You may really have an ambiguous reference. In the project where the ambiguous reference error occurs, make sure to check in your project references. You might have the same reference twice but scoped through different namespaces. In my case there were two, but with different paths (example):
XXX.YYY.ZZZ.myassembly
ZZZ.myassembly
Make sure you don't have this kind of thing in your references.
This is a bug in ReSharper 4.1 and is fixed in one of the later nightly builds.
Download the last nightly build at
http://www.jetbrains.net/confluence/display/ReSharper/ReSharper+4.0+Nightly+Builds.
ReSharper -> Options -> General: Click # Clear Caches # button.
For me it was a matter of me not using the solution folder for caches. Changing it from the TEMP location to in the solution solved my problem.
I deleted the _ReSharper.SolutionName folder found in the root of my solution and restarted.
I was using Visual Studio 2010 with ReSharper 5.1... Clearing the cache DID NOT help (ReSharper -> menu Options -> General -> #Clear Cache#).

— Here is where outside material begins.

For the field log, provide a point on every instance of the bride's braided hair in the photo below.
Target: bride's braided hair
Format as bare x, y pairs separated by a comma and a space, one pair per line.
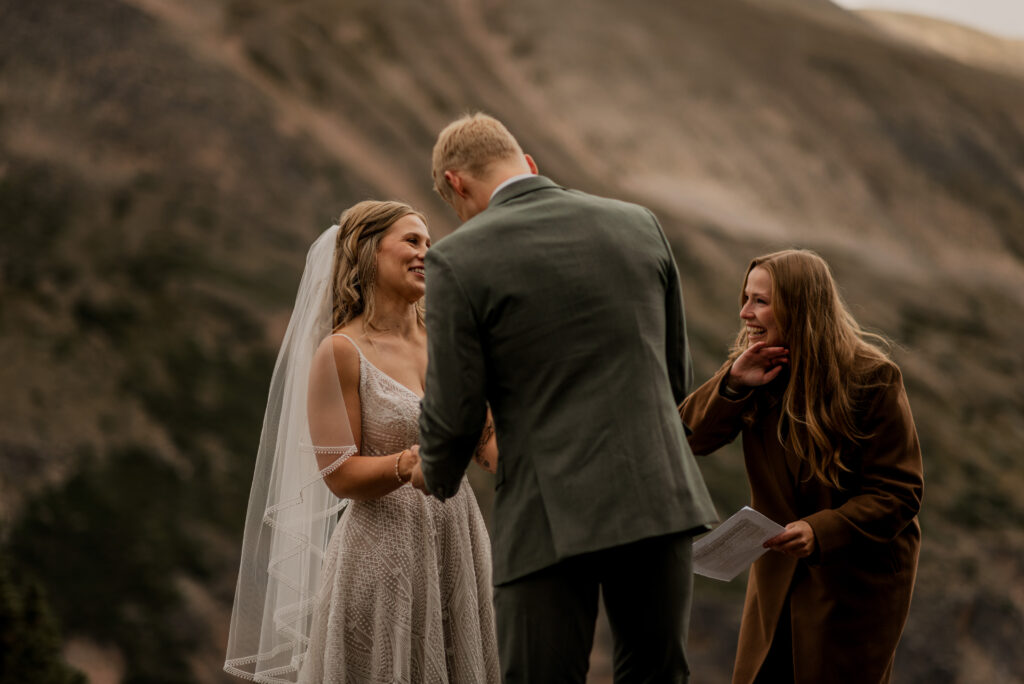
354, 275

With R# 2019.2.3 and using the new SDK .csproj format, which splits references between .NET references, NUGET packages, and project dependencies, there is a tendency for R# to still add a project reference under Assemblies, even when there is already a project reference under Dependencies. This results in the ambiguity error but can be hard to notice since the reference is in two separate places. Look for any project references that appear under Assemblies and remove them.
I was experiencing the same problem with references to C# classes in the AppCode folder.
I resolved this by upgrading my ReSharper to version 4.5 (from version 4.1).
It was a very simple upgrade, I just had to get the latest version from the JetBrains website (http://www.jetbrains.com/resharper/download/) and run it.
I did not have to uninstall the previous version (v4.1).
I did not have to re-enter my existing licence key.
All references are now recognised correctly and I can naviage to the classes as expected.
I encountered the same problem. The issue I had was caused by a custom build provider (from an open source library I'm using called PageMethods) and the fact that all my .aspx pages inherit from a BasePage class which lives in the App_Code folder.
I couldn't get any build of ReSharper to work with my project (4.1.933, 4.1.943 (latest) or 4.5). The fix in the latest ReSharper build fixes the "Ambiguous Reference" problem, but breaks the custom build provider.
The only way I could get both the build provider and base classes to work with ReSharper was to put the Base Classes into a separate class library.
The following are the logged Jira bugs that seem to relate to this issue:
False "Ambiguous reference" for
symbols from App_Code
Custom build provider may generate partial
class with second part residing in
app_code
I had same problem with ReSharper 5.1 and solved it by restarting Visual Studio 2010.
Using VS 2013 Premium & Resharper 8.1, and was getting this problem on an ASP.Net project.
The solution that worked for me:
Do a clean Solution.
Open references for the offending project
On each reference that refers to another project in the solution, set Copy Local = false.
Attempt a Rebuild Solution. You will likely get unresolved reference errors - that's normal.
Set each reference back to Copy Local = true (where appropriate)
In VS2022, simply cleaning the solution resolved the errors for me.